Con chi fa qualcosa di simile ma non identico al tuo lavoro, e che lavora con cura riconoscibile. La ceramica e il vetro soffiato si completano; due ceramiste identiche che puntano alla stessa clientela hanno bisogno di un accordo più specifico. Osserva chi ammiri nel tuo territorio: è lì che di solito trovi la persona giusta.
Serve un contratto scritto?
Per le prime collaborazioni informali — un mercatino condiviso, un costo diviso — un accordo scritto e semplice tra le parti è più che sufficiente e protegge entrambe. Quando la collaborazione diventa continuativa o coinvolge somme significative, è utile farsi aiutare da un professionista per definire i termini con chiarezza.
In sintesi
Collaborare con una collega che opera nel tuo stesso settore non è una rinuncia: è una scelta strategica che amplia la tua visibilità locale senza aumentare i costi. Le azioni che contano davvero sono quattro:
- Scegli una professionista della tua zona che ammiri e scrivile un messaggio oggi — breve, diretto, senza proposte formali.

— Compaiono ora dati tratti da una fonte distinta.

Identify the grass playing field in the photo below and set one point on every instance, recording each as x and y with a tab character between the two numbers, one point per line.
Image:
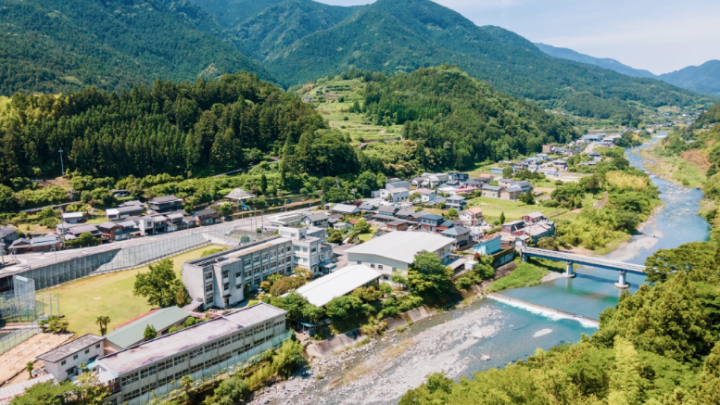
82	301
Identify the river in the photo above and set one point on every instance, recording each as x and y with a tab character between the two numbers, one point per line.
488	333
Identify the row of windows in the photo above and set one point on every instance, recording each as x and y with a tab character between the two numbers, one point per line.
177	376
177	360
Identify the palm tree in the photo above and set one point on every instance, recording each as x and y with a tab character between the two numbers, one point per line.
186	383
102	321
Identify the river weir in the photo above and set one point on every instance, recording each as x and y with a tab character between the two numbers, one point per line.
493	332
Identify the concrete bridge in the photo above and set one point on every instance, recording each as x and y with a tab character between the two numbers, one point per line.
571	259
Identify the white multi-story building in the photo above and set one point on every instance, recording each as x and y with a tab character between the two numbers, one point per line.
396	251
220	280
156	367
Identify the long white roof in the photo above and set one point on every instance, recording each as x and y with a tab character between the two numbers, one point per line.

- Al primo incontro, ascolta più di quanto parli: le idee migliori vengono fuori dalla conversazione.
- Inizia da qualcosa di piccolo e misurabile: un mercatino condiviso, un costo diviso, una presentazione incrociata alle clienti.
- Metti per scritto anche gli accordi informali: poche righe bastano a proteggere entrambe e a tenere il rapporto chiaro.